# Northern Mason Tract - Canoe Harbor Road



## Ret_Talbot (Oct 12, 2011)

My wife and I are in town for a few days researching an article and a series of paintings on the AuSable and its aquatic life. We're thinking of trying the northern Mason Tract in the morning from Canoe Harbor. Has anyone fished that section recently?

Cheers!


----------



## Boardman Brookies (Dec 20, 2007)

Ret_Talbot said:


> My wife and I are in town for a few days researching an article and a series of paintings on the AuSable and its aquatic life. We're thinking of trying the northern Mason Tract in the morning from Canoe Harbor. Has anyone fished that section recently?
> 
> Cheers!



Not recently but will I will be this weekend on my way over to the deer cabin.

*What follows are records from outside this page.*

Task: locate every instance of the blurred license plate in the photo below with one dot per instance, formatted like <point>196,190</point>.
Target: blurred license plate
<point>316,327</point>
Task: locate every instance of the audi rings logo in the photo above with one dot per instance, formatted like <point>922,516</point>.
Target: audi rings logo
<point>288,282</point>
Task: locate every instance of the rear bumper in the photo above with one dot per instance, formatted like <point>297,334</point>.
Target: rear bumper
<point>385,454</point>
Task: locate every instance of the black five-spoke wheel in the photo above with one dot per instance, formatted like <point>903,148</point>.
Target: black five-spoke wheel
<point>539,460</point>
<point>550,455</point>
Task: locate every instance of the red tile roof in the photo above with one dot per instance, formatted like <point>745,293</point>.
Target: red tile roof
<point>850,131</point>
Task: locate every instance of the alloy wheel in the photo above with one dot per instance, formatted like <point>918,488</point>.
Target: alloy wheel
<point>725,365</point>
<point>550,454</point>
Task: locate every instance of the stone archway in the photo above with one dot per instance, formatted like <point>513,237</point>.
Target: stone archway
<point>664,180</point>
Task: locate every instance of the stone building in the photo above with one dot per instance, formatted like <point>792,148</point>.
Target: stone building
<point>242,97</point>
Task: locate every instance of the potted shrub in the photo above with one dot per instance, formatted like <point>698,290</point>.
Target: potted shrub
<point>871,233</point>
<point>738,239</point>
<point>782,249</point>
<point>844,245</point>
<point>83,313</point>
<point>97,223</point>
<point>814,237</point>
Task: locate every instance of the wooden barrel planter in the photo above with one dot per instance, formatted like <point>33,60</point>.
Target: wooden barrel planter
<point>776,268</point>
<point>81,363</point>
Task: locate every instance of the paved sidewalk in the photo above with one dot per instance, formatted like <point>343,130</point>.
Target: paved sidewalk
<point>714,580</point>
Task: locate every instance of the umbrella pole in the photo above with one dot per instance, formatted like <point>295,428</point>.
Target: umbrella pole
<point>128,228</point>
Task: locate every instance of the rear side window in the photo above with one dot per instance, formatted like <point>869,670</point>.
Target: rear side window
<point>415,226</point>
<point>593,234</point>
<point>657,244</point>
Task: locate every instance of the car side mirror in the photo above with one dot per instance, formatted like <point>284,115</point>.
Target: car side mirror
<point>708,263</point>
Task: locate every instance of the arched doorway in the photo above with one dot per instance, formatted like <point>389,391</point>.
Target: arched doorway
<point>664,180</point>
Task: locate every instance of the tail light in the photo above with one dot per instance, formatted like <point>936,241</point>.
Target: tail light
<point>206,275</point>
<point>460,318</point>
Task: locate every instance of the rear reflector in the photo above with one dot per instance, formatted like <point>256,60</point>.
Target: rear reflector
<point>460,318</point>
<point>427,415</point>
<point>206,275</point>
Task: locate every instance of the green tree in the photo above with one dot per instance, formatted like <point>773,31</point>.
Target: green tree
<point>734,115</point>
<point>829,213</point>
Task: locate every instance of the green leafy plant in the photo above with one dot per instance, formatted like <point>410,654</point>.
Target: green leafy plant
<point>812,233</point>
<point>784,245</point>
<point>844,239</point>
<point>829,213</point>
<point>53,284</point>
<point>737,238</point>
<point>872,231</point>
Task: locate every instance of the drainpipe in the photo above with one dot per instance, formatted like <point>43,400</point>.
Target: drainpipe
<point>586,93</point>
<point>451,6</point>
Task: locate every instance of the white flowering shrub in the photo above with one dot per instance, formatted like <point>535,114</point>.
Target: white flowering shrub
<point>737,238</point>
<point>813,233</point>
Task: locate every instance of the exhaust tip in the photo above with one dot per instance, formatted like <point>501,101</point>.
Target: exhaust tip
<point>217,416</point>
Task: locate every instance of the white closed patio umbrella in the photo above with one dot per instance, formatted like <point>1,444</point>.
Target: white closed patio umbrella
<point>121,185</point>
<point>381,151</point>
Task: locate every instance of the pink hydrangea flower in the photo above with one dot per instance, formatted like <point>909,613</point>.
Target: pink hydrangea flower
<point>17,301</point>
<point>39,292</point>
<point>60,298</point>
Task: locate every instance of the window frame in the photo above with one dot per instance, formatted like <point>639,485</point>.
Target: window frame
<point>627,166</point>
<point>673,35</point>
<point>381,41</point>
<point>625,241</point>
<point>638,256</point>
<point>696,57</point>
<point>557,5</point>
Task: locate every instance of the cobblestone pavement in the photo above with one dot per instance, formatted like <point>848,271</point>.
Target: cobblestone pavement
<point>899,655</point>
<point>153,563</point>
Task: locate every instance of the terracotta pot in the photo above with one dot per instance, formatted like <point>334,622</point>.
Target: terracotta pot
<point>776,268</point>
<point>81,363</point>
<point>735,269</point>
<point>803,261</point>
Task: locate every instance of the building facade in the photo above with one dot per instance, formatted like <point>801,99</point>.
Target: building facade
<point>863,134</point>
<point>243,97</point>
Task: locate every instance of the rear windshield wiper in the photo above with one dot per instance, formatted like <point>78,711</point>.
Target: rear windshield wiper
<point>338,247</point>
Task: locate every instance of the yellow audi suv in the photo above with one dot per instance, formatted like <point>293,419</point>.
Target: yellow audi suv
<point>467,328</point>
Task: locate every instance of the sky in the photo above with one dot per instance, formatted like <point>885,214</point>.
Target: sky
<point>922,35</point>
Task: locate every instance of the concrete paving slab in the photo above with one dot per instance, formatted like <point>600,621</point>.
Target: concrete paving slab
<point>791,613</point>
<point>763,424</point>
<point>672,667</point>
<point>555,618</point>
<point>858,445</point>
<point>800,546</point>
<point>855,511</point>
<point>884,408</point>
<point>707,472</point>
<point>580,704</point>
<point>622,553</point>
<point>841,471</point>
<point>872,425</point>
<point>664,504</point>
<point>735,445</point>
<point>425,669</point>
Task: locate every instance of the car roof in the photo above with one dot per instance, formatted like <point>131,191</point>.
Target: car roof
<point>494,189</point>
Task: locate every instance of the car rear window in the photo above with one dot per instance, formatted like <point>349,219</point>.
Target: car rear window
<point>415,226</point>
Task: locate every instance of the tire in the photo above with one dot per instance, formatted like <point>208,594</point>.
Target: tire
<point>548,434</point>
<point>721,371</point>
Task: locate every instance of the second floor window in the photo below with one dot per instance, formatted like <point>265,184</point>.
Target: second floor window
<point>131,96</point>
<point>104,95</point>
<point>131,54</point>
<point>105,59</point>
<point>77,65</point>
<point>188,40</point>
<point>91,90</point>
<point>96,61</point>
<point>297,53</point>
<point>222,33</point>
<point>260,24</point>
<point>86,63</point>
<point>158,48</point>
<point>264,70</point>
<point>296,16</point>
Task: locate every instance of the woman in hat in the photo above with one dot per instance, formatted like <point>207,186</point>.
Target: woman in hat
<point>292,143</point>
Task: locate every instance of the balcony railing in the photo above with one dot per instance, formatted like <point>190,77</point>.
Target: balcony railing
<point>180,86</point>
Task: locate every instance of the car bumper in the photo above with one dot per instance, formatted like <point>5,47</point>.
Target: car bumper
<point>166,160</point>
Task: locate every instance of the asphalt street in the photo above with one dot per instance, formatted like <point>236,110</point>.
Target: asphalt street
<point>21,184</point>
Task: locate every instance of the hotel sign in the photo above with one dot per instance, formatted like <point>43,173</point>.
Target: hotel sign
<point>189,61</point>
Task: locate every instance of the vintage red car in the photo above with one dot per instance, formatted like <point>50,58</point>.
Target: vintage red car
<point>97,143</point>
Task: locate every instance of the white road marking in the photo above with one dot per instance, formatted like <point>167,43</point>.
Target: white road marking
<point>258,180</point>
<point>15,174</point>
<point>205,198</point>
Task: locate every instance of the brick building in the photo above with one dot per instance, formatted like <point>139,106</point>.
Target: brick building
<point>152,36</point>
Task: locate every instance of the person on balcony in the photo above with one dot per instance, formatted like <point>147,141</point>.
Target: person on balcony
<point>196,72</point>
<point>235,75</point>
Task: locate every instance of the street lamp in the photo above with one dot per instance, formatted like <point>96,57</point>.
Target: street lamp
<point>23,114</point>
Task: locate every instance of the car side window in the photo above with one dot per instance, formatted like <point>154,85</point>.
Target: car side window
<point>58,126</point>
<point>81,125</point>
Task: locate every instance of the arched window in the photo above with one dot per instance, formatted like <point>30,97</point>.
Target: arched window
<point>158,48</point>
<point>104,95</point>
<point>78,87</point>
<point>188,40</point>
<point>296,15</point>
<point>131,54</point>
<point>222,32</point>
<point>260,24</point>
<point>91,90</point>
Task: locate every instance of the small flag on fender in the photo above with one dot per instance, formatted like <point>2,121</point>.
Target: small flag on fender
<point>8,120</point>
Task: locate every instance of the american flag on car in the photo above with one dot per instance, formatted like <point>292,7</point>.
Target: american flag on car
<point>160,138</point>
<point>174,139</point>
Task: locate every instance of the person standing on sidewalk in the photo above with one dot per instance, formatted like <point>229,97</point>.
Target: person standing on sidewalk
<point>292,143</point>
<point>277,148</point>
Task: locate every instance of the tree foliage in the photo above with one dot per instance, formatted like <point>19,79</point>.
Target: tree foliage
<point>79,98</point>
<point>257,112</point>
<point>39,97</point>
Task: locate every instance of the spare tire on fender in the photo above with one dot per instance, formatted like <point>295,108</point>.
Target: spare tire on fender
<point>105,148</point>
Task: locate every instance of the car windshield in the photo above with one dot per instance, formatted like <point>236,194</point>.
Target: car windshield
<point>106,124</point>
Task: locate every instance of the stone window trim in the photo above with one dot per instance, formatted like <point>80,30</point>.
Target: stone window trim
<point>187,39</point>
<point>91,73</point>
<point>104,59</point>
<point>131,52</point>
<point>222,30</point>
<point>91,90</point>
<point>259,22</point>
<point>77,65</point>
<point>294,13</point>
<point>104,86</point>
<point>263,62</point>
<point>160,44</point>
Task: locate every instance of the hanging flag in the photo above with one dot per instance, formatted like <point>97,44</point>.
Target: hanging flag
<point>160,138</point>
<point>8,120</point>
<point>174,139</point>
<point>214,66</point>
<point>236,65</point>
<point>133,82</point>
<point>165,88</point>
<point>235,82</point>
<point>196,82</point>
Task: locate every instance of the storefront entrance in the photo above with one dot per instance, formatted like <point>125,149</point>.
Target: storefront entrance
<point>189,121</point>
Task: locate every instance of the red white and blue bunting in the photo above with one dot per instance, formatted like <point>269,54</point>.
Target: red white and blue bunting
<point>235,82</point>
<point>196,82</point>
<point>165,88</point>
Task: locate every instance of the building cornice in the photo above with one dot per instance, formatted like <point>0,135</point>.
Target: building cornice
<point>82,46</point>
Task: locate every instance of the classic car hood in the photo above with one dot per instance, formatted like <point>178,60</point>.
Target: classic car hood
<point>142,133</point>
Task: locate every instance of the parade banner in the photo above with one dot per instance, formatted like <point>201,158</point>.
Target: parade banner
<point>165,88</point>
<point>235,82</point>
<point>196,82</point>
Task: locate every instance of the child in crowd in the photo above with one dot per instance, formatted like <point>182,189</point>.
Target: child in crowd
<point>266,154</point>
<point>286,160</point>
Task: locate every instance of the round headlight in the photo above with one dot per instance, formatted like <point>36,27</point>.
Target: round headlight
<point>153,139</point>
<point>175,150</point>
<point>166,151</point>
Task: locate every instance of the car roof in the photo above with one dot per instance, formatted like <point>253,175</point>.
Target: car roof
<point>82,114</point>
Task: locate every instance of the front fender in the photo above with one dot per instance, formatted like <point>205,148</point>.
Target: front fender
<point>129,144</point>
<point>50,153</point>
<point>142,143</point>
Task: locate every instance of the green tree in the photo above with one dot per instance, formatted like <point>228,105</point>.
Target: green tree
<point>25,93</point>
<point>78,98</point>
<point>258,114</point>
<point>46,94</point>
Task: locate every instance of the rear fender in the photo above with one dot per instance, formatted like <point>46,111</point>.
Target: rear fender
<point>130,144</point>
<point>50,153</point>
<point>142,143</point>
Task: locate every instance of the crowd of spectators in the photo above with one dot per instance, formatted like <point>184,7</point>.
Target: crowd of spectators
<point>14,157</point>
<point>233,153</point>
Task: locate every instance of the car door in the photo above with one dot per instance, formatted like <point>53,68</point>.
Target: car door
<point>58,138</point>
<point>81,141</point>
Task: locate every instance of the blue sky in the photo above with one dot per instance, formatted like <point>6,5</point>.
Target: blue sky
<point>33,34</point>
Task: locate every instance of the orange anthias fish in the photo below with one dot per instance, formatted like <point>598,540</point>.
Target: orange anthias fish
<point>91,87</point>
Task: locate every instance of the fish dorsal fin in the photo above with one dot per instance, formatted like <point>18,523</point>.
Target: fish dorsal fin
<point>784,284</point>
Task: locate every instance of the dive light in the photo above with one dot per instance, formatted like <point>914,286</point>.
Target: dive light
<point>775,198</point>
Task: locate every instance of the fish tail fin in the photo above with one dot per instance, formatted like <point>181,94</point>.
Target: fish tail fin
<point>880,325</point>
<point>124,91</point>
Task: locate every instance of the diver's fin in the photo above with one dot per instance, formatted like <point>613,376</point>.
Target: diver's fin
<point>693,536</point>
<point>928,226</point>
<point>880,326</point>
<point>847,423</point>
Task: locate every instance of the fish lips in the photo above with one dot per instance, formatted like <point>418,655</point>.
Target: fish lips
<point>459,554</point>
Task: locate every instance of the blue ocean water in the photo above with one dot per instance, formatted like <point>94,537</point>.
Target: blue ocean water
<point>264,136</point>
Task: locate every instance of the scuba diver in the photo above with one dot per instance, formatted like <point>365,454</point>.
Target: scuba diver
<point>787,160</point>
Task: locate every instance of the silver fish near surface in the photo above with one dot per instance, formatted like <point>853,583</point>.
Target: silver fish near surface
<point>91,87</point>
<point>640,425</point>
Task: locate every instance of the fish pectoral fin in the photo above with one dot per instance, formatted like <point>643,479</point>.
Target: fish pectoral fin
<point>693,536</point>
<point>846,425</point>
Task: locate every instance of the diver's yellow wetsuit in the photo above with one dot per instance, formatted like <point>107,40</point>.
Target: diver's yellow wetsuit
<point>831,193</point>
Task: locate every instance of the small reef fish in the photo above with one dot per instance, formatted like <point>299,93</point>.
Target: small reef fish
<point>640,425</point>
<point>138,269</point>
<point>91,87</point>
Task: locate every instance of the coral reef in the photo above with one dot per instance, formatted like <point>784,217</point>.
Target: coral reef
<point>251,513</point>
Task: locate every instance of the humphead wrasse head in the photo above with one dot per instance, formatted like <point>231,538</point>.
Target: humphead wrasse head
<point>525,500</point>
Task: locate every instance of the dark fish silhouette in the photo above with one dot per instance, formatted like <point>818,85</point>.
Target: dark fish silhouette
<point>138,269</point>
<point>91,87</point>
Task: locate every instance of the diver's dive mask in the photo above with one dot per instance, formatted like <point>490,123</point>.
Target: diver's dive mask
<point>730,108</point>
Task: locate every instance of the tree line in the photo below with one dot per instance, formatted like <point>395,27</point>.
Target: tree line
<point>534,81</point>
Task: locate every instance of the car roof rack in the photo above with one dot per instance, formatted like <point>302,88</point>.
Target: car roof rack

I will be in the area on Saturday.


----------



## BIG 30 (Sep 12, 2011)

Been a while since I been up there but I grew up living on that river in the summer from Chase Bridge to Smith Bridge and on the North Branch from Stephans Bridge to Wakely Bridge. As a matter fact it was right at the river in Canoe Harbor camp ground is where my father and grand father taught me how to fly fish when I was 7 yrs old (1968). My grand pap would stand in the middle of that freezing water, with the swift current and grab bugs floating on top or underneath the water. He would put them in his hand look at them a minute or so, put his rod under his arm and tie one up that looked just like what he was seeing standing right there. Few moments later a brown or a brookie would be on the end of his cortland line. That is one thing my father nor I ever picked up from him. It was nothing but amazing to watch a man that had hands the size of baseball mitts from slinging Goodyear tires for 40 yrs make something so delicate and small.
Yes Sir....I can still see him there in the water whenever I am up there.
That was long time ago...

The South Branch has changed over the years but has always provided pleasurable hours of enjoyment and fond memories in the outdoors.

Let us know how you do!!!


----------



## ontheflly (Mar 9, 2010)

Keep those memories alive. Being knee deep in a Trout stream anywhere is a great place to be...


----------



## kingfisher2 (Mar 22, 2001)

ONTHYFLY.....you need to find another doctor!

Marc


----------